An Orbitrap Fusion Tribrid (Thermo Scientific) coupled to an EASY-nano-LC system (Thermo Scientific) without the trap column was used. Samples were loaded onto a C18 spray tip 50 cm × 75 um i.d. column i.d. column and were separated at a flow rate of 300 nL/min. Solvent A was 0.1% formic acid in water. Solvent B was acetonitrile with 0.1% formic acid. The gradient was 360 min: 5% to 35% solvent B in 345 min, followed by an increase to 90% B in 5 min, held for another 10 min.

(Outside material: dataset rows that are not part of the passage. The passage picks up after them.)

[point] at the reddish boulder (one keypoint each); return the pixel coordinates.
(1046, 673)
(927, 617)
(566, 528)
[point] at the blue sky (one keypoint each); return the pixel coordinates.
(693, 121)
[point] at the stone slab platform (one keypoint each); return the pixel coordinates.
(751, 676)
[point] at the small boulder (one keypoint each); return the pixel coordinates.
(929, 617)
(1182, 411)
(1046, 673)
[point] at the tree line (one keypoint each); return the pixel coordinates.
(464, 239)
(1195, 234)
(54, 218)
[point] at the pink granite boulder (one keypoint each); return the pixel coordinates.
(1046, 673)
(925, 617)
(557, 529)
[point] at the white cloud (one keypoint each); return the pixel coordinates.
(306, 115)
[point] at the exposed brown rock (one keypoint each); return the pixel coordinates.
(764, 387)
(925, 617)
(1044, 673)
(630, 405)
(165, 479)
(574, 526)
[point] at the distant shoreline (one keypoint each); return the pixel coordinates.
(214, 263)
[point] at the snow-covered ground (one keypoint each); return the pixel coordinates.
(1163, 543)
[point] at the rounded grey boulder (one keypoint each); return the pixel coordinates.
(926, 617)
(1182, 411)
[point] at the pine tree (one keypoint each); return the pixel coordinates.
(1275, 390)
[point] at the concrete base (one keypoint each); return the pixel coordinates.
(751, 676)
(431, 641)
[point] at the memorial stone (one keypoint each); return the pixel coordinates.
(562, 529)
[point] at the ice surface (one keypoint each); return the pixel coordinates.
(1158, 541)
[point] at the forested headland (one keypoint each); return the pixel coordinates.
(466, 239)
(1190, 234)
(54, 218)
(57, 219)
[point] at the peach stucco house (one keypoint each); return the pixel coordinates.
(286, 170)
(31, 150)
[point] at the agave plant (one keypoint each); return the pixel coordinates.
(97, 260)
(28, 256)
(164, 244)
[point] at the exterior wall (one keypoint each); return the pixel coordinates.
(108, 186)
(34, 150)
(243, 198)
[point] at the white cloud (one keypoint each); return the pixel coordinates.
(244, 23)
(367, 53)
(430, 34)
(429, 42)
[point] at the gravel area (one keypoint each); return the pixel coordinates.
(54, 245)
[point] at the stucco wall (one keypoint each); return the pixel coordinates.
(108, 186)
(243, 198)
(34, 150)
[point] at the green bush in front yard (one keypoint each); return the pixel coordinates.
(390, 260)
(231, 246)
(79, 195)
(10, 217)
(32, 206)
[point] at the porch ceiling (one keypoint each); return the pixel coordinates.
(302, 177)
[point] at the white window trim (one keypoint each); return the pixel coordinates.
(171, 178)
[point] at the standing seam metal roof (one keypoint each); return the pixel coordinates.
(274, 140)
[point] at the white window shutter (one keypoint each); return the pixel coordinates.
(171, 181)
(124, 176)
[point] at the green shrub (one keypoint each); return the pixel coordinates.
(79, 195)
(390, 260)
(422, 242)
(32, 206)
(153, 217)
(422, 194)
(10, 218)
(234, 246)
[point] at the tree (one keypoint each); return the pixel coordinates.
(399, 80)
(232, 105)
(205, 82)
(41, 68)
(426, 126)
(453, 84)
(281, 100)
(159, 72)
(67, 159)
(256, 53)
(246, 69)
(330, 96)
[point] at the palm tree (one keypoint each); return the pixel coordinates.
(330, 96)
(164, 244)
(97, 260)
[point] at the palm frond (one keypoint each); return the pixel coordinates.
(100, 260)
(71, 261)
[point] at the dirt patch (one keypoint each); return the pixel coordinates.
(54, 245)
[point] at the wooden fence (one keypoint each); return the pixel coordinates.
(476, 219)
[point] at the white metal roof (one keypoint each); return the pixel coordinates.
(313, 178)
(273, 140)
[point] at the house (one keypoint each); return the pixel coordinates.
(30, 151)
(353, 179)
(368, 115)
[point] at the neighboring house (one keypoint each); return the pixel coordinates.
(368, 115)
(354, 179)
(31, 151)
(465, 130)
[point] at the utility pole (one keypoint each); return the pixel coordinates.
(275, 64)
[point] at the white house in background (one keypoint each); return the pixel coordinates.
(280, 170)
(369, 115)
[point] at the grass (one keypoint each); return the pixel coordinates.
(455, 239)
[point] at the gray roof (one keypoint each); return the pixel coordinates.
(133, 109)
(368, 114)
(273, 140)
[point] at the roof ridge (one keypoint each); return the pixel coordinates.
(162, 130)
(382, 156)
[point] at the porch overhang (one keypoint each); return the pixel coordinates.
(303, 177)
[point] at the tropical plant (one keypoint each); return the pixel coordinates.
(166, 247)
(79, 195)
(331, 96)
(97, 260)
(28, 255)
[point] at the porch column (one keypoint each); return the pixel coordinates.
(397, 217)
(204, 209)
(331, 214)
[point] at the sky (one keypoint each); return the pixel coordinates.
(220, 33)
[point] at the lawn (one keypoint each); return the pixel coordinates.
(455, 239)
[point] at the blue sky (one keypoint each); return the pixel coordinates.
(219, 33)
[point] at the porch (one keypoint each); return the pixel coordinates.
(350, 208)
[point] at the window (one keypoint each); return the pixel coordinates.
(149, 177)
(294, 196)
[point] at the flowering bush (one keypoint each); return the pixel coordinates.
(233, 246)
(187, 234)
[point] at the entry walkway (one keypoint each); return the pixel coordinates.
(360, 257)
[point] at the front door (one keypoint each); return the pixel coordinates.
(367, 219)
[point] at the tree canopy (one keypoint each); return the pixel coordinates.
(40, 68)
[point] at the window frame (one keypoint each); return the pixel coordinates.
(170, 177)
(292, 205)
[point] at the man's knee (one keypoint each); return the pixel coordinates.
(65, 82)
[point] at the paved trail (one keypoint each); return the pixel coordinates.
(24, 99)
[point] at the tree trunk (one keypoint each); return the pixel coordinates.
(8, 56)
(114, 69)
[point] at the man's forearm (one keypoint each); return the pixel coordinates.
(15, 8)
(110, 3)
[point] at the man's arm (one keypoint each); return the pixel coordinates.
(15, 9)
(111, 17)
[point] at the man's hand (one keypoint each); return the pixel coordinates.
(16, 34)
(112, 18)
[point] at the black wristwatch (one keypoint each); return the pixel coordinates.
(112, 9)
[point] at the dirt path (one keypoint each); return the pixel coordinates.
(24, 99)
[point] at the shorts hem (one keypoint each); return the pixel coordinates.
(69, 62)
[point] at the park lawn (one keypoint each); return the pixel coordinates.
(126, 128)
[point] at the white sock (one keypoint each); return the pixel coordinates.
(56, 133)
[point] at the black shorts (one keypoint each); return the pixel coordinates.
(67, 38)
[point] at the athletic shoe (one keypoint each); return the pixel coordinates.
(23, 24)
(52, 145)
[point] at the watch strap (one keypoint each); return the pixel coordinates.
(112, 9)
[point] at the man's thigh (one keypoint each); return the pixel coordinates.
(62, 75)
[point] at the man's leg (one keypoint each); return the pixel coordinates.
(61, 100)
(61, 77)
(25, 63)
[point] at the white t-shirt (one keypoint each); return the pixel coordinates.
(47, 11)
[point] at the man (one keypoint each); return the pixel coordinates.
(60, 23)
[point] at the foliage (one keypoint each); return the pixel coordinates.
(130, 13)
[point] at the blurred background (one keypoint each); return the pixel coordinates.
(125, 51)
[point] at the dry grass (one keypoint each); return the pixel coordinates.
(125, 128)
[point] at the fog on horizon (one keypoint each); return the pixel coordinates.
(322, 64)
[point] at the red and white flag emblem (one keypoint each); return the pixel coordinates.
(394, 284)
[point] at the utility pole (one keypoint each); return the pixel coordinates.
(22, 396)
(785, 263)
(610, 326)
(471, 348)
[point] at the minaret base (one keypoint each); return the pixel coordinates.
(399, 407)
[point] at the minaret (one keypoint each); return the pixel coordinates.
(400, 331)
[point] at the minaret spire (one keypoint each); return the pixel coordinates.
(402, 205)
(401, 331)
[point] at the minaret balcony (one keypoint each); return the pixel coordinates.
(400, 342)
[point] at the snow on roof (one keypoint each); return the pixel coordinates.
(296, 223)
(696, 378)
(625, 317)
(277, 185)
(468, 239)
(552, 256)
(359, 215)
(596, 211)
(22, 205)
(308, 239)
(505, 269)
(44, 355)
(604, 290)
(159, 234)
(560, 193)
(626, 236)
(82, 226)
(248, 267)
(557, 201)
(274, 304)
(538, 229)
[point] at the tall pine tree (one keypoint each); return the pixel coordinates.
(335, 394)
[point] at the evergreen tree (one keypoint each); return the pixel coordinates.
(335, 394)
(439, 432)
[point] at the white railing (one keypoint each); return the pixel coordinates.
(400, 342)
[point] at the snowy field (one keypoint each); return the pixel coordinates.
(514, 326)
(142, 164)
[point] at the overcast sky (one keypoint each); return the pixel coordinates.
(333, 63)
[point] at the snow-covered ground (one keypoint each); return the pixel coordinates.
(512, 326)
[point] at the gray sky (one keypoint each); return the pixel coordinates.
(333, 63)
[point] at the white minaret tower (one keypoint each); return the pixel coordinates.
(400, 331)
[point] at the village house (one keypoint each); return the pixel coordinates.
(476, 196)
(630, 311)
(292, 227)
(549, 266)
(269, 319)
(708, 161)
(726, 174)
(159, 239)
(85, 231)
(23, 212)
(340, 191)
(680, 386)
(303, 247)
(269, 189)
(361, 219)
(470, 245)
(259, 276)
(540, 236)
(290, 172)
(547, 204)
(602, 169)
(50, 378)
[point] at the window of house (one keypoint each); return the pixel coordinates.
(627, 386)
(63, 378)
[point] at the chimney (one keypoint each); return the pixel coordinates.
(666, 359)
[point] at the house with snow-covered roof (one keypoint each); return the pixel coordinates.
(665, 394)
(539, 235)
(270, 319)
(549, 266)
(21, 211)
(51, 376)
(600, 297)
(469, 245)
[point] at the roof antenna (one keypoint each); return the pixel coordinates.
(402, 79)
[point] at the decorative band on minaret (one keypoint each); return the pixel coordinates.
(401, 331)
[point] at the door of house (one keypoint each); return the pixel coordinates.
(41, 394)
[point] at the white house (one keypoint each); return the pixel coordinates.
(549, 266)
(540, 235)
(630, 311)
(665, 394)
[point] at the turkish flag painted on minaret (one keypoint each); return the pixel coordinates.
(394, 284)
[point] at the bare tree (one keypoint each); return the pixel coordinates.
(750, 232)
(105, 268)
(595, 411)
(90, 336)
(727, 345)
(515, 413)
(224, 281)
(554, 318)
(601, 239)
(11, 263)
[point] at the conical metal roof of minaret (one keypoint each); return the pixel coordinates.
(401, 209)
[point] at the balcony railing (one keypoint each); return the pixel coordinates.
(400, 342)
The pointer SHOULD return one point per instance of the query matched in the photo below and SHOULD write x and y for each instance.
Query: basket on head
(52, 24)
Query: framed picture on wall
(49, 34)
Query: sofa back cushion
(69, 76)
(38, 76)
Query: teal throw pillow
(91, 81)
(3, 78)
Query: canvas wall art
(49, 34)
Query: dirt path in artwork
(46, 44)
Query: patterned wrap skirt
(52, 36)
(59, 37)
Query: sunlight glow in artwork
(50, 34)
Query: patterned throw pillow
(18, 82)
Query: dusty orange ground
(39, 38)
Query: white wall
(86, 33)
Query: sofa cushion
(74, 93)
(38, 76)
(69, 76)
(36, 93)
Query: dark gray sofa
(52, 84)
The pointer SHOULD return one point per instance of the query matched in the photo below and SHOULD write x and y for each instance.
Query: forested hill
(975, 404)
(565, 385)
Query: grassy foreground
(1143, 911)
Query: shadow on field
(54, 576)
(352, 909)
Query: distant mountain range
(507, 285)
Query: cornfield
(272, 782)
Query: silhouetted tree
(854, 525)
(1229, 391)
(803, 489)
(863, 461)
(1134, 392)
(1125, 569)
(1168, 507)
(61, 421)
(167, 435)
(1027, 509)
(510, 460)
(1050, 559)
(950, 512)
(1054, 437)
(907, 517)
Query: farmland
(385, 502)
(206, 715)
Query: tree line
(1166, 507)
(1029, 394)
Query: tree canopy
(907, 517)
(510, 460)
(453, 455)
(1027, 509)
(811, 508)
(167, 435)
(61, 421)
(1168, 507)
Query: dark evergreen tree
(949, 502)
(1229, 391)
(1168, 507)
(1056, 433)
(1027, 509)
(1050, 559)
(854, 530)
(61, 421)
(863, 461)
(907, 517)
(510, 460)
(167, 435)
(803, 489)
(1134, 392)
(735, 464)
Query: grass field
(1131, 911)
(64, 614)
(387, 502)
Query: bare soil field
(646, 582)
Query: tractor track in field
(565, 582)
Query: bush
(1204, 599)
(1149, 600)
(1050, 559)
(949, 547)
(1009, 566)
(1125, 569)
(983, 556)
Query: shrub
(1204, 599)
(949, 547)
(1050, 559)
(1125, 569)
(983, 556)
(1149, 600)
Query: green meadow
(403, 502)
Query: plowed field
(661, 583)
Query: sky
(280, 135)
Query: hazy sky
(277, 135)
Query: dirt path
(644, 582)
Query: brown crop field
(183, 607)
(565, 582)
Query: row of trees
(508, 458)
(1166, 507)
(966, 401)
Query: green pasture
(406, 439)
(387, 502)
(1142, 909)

The parameters for glycopeptide analysis were: (1) MS: scan range (m/z) = 800–2000; resolution = 120,000; AGC target = 200,000; maximum injection time = 100 ms; included charge state = 2–6; dynamic exclusion after n times, n = 1; dynamic exclusion duration = 15 s; each selected precursor was subject to one HCD-MS/MS; (2) HCD-MS/MS: isolation window = 4; detector type = Orbitrap; resolution = 15,000; AGC target = 500,000; maximum injection time = 250 ms; collision energy = 30%; stepped collision mode on, energy difference of ±10% (10% as absolute value in the Orbitrap Fusion).

Reporting summary

Further information on research design is available in the Nature Portfolio Reporting Summary linked to this article.